Reporting to the party at Wayaopao in December 1935, Mao Zedong paused from discussion of military tactics to explain why the Long March was a victory rather than a failure:
“As you know, comrades, for almost a year and a half the three main contingents of the Chinese Red Army have carried out great shifts of position. The Sixth Army Group… and other comrades began to shift to Comrade Ho Lung’s area in August last year, and in October we ourselves started to shift position. In March this year the Red Army in the Szechuan-Shensi border area began its shift. All three Red Army contingents have abandoned their old positions and moved to new regions.
These great shifts have turned the old areas into guerrilla zones. The Red Army has been considerably weakened in the process. From this aspect of the over-all situation, we can see that the enemy has won a temporary and partial victory, while we have suffered a temporary and partial defeat. Is this statement correct? I think it is. For it is a statement of fact. However, some people say that the Central Red Army has failed. Is that correct? No, for it is not a statement of fact.

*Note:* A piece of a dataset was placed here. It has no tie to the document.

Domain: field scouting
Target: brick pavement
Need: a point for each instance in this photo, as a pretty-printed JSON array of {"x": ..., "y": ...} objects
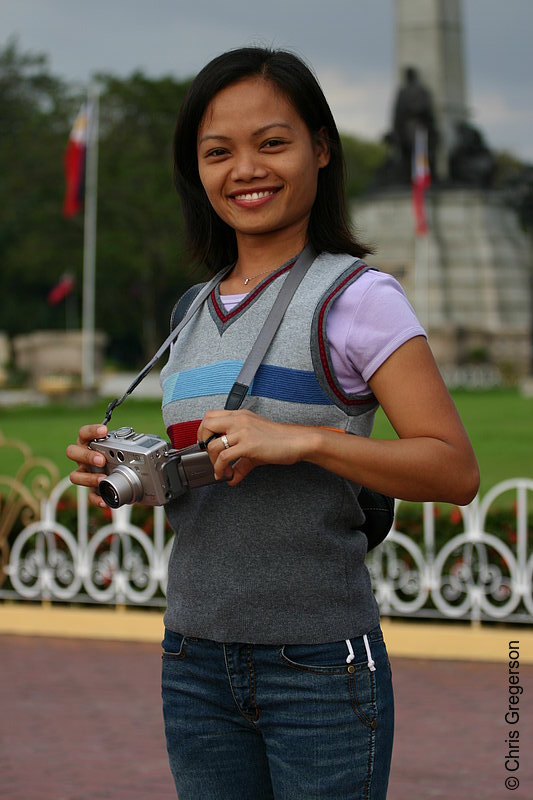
[{"x": 81, "y": 720}]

In approaching a problem a Marxist should see the whole as well as the parts. A frog in a well says, “The sky is no bigger than the mouth of the well.” That is untrue, for the sky is not just the size of the mouth of the well. If it said, “A part of the sky is the size of the mouth of a well”, that would be true, for it tallies with the facts. What we say is that in one respect the Red Army has failed (that is, it has failed to maintain its original positions) – but in another respect it has won a victory (that is, in executing the plan of the Long March). In one respect the enemy won a victory (that is, in occupying our original positions) – but in another respect he has failed (that is, failed to execute his plan of “encirclement and suppression” and of “pursuit and suppression”). That is the only appropriate formulation, for we have completed the Long March.
Speaking of the Long March, one may ask, “What is its significance?” We answer that the Long March is the first of its kind in the annals of history, that it is a manifesto, a propaganda force, a seeding-machine.
Since Pan Ku divided the heavens from the earth and the Three Sovereigns and Five Emperors reigned, has history ever witnessed a long march such as ours? For 12 months we were under daily reconnaissance and bombing from the skies by scores of planes, while on land we were encircled and pursued, obstructed and intercepted by a huge force of several hundred thousand men, and we encountered untold difficulties and dangers on the way; yet by using our two legs we swept across a distance of more than 20,000 li [approximately 1,500 kilometres] through the length and breadth of 11 provinces.
Let us ask, has history ever known a long march to equal ours? No, never. The Long March is a manifesto. It has proclaimed to the world that the Red Army is an army of heroes, while the imperialists and their running dogs, Jiang Jieshi and his like, are impotent. It has proclaimed their utter failure to encircle, pursue, obstruct and intercept us. The Long March is also a propaganda force. It has announced to some 200 million people in eleven provinces that the road of the Red Army is their only road to liberation. Without the Long March, how could the broad masses have learned so quickly about the existence of the great truth which the Red Army embodies? The Long March is also a seeding-machine. In the 11 provinces it has sown many seeds which will sprout, leaf, blossom and bear fruit, and will yield a harvest in the future.
In a word, the Long March has ended with victory for us and defeat for the enemy. Who brought the Long March to victory? The Communist Party. Without the Communist Party, a long march of this kind would have been inconceivable. The Chinese Communist Party, its leadership, its cadres and its members fear no difficulties or hardships. Whoever questions our ability to lead the revolutionary war will fall into the morass of opportunism.”